Imaginez un harmoniciste néerlandais, un bassiste germano-turc, un batteur belge (flamand) et un guitariste américain. Réunis, ils nous ont offert sans doute la meilleure prestation du festival (pourtant de haut niveau). Nommons-les : Big Pete (Peiter van der Pluijm pour l'état-civil), Erkan Özdemir, Willy Maze et Alex Schultz. Le premier est jeune, et aussi remarquable à l'harmonica qu'au chant avec des réminiscences bienvenues de Junior Wells, et un falsetto remarquable (sommet d'intensité atteint avec Come on in this house).


Big Pete © CM
 

Il a l'humilité de s'effacer pour trois titres, laissant le champ libre à Alex Schultz qui a déjà magnifiquement répondu à toutes les sollicitations de Big Pete. Livré à lui-même, les titres qu'il interprète traduisent sa frustration de ne pas chanter, il choisit en effet des thèmes comme Rainy nights in Georgia (Tony Joe White) ou Sunny (Bobby Hebb), restant toujours au plus près de la mélodie qu'il transcende véritablement. L'influence du jeu de Cornell Dupree est manifeste, mais il sait la dépasser. Avec humour, il pimente son discours de citations de Sergent Pepper ou du thème de James Bond.


Alex Schultz © AJ
 

Schultz comme Big Pete n'auraient pu se montrer aussi inspirés sans le soutien d'une rythmique exemplaire. Ce qui fut le cas avec notamment Willy Maze, un batteur trop rare (souvenez-vous des Electric Kings, de Tee, Big Dave, etc.) à la pulsation stimulante, au drive irrésistible. Un grand moment !


Alex Schutlz (en haut). Erkan Özdemir, Willy Maze et Big Pete pendant les balances © CM
 

James Harman avait été salué par nombre de ses prédécesseurs sur la scène du Centre Culturel Gérard-Philipe, témoignage de l'aura dont il bénéficie. Nous l'avions vu à La Charité en août dernier en petite forme vocale, c'était donc un soulagement et un plaisir de le retrouver en pleine possession de moyens vocaux bien supérieurs à la moyenne. Il habite ce qu'il chante avec conviction et, surtout, une puissance naturelle qui évoque par moments Big Joe Turner. Il reste un maître à l'harmonica, même s'il n'a jamais forcé son talent.


James Harman © AJ
 

Enjoué, esquissant un pas de danse, il savoure l'instant présent et apprécie visiblement l'accompagnement des Frenchies qui l'accompagnent. Le guitariste et le pianiste sont sollicités dans chaque titre, ce qui ne pose aucun problème à Anthony Stelmaszack et Julien Brunetaud, toujours prêts à échafauder les solos les plus impressionnants. Comme il a coutume de le faire, Harman abandonne par moments la scène à ses jeunes camarades de tournée, occasions pour Anthony et Julien d'enfoncer un peu plus le clou de leur talent, avec un soutien sans faille de Fabrice Bessouat et Thibaut Chopin.

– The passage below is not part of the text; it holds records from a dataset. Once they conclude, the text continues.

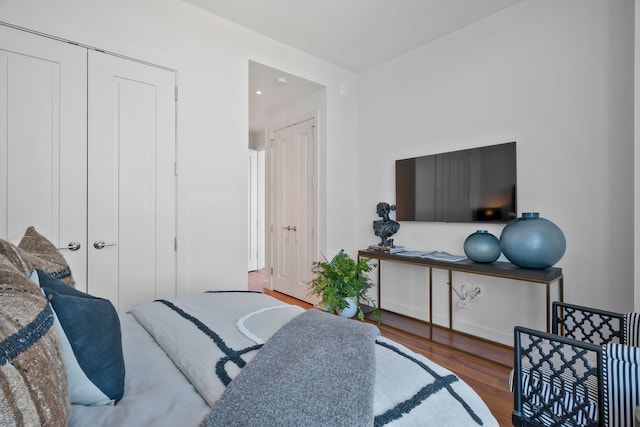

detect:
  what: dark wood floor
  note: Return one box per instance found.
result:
[249,272,513,426]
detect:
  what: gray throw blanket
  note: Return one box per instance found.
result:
[202,310,379,427]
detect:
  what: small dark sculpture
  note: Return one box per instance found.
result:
[373,202,400,247]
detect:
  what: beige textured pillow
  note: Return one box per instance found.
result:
[0,239,75,290]
[18,226,76,288]
[0,256,70,426]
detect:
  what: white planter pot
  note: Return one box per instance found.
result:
[338,297,358,318]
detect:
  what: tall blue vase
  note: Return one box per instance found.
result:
[500,212,567,269]
[463,230,501,263]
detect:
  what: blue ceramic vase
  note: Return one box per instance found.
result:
[464,230,501,263]
[500,212,567,269]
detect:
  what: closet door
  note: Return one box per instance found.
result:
[88,51,176,312]
[0,25,87,289]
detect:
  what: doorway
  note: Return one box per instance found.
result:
[248,61,326,299]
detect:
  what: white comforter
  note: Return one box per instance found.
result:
[125,292,498,427]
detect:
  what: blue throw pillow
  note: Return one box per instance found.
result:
[36,270,125,404]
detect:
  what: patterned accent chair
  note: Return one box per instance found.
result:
[511,302,640,427]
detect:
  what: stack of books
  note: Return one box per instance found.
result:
[369,245,404,254]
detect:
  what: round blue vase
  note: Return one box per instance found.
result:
[464,230,501,263]
[500,212,567,269]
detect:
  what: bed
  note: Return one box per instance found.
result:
[0,226,498,427]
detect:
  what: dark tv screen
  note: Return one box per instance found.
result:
[396,142,517,223]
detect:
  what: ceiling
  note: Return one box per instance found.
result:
[183,0,522,132]
[184,0,522,73]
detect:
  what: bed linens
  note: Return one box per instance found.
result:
[69,314,210,427]
[125,292,498,427]
[202,310,380,427]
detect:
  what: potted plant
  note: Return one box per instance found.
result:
[309,250,380,321]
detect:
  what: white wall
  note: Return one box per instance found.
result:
[633,0,640,311]
[358,0,634,344]
[0,0,357,293]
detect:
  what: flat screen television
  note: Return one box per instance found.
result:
[396,142,517,223]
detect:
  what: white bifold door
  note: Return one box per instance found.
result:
[87,51,176,310]
[270,119,317,301]
[0,26,176,311]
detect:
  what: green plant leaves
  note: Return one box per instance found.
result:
[309,250,379,320]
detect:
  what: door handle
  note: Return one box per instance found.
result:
[58,242,82,252]
[93,240,116,249]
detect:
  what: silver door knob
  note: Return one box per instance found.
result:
[58,242,82,252]
[93,240,115,249]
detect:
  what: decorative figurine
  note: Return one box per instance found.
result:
[373,202,400,248]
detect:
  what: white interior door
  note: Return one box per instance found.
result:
[270,119,316,300]
[88,51,176,312]
[0,25,87,288]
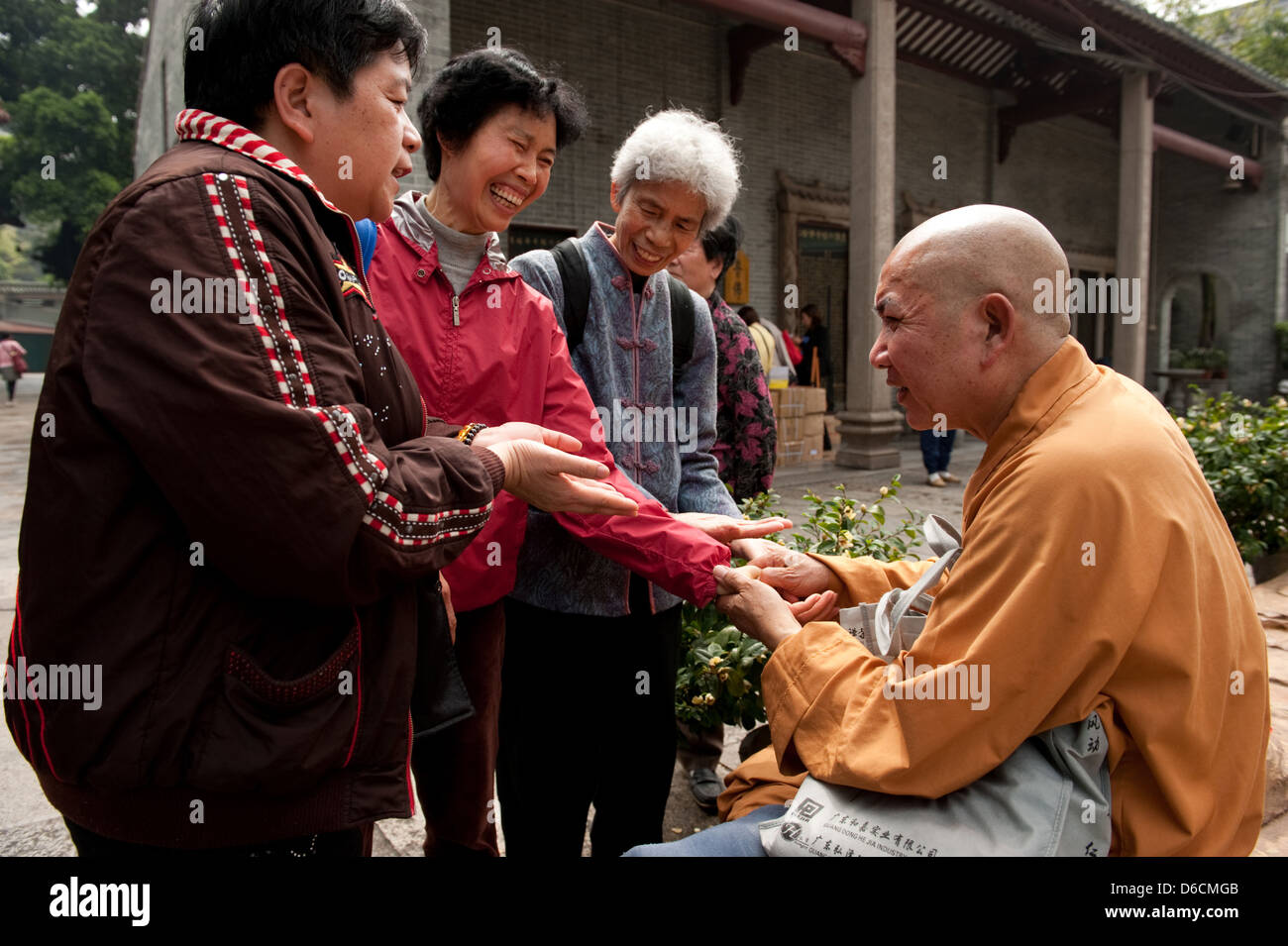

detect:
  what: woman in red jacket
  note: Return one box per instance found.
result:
[370,51,785,855]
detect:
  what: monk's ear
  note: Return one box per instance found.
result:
[976,292,1019,368]
[273,61,318,145]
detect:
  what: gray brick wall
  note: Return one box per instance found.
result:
[1150,93,1284,399]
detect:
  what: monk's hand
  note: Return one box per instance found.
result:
[482,437,639,516]
[438,574,456,644]
[715,565,802,650]
[671,512,793,545]
[730,539,841,602]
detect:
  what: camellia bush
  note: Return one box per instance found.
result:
[1176,394,1288,562]
[675,474,921,730]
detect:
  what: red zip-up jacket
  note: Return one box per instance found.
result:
[369,193,729,611]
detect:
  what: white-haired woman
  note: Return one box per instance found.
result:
[497,109,739,856]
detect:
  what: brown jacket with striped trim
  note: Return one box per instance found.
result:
[5,111,503,847]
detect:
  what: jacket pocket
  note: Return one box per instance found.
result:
[190,627,362,795]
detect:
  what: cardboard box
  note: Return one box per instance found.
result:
[770,387,806,417]
[796,387,827,414]
[776,440,804,466]
[778,417,806,440]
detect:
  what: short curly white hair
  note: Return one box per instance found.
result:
[612,108,741,233]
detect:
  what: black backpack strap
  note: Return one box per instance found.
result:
[550,237,590,357]
[666,272,695,381]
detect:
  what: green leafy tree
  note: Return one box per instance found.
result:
[1142,0,1288,80]
[0,0,147,280]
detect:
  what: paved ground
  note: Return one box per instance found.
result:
[0,374,1288,856]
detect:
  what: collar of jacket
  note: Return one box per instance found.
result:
[390,190,519,283]
[962,335,1102,491]
[581,220,666,298]
[174,108,344,214]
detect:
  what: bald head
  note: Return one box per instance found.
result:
[868,205,1069,440]
[886,203,1069,339]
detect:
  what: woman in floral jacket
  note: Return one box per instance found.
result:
[667,215,778,502]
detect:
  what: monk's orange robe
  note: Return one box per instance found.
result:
[720,339,1270,856]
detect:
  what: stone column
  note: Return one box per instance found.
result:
[836,0,903,470]
[1108,72,1154,384]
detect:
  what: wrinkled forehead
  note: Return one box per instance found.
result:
[626,180,707,220]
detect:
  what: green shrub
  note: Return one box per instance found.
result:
[675,474,919,730]
[1176,394,1288,562]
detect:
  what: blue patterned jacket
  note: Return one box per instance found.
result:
[510,223,741,616]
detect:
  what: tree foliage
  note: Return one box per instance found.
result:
[0,0,147,280]
[1146,0,1288,80]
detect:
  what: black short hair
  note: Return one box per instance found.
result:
[702,214,742,279]
[416,48,590,180]
[183,0,428,129]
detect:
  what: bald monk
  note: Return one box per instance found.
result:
[623,206,1270,856]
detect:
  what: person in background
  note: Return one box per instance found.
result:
[0,332,27,407]
[738,306,800,384]
[798,302,832,413]
[921,427,961,486]
[667,214,778,813]
[497,109,757,857]
[738,305,776,377]
[667,214,778,502]
[370,49,781,856]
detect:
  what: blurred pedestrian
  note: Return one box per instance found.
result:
[800,302,832,413]
[921,427,961,486]
[0,332,27,407]
[738,305,776,377]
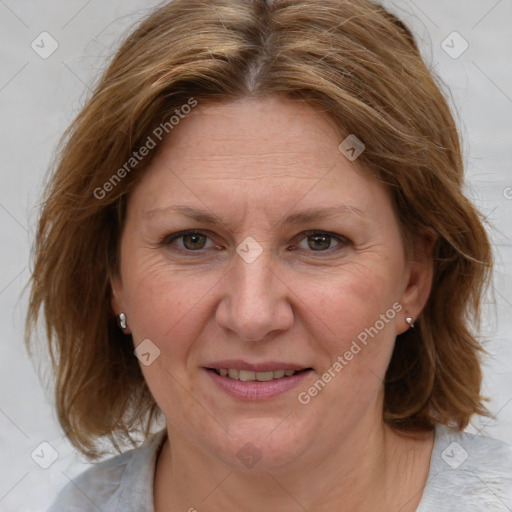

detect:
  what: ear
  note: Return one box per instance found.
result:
[110,274,131,334]
[397,231,437,334]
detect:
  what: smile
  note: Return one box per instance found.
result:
[215,368,297,382]
[203,368,313,401]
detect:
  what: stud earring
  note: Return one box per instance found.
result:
[117,313,128,329]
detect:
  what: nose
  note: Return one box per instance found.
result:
[216,253,293,341]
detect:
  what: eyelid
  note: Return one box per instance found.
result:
[159,229,352,254]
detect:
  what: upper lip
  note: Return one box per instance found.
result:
[204,359,309,372]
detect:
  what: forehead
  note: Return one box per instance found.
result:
[126,97,394,227]
[150,96,346,179]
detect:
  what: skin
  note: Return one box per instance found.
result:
[112,97,433,512]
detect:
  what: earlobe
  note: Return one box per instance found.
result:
[110,275,123,316]
[399,233,437,334]
[110,275,131,334]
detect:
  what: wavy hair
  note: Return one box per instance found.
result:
[26,0,492,458]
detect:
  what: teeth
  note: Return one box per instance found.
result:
[215,368,297,382]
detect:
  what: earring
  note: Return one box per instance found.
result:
[117,313,128,329]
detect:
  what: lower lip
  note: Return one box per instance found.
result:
[204,368,313,400]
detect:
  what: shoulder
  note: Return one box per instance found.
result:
[418,425,512,512]
[47,430,166,512]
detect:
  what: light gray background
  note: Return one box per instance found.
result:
[0,0,512,511]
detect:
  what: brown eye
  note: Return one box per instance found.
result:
[160,231,216,252]
[296,231,350,253]
[308,235,332,251]
[180,233,207,251]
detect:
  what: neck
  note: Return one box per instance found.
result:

Julien Brunetaud (pianot), Anthony Stelmaszak (guitare) © AJ
 

C'est sur cette superbe coda que s'achevait une dixième édition riche en émotions. Elle avait réuni la fine fleur des harmonicistes et des guitaristes en activité – mais pas forcément les plus exposés. Tout comme les meilleurs batteurs de la bluesosphère qui s'étaient aussi donnés rendez-vous à Calais.
Pourvou que ça doure !

 

Texte Jacques Périn – Photos Alain Jacquet et Christian Mariette

 

(1) On nous signale d'autres concerts du Chicago Blues Festival qui n'ont pas connu les mêmes faiblesses, comme celui de Dijon-Talant auquel assista Éric Doidy (un témoin digne de confiance !).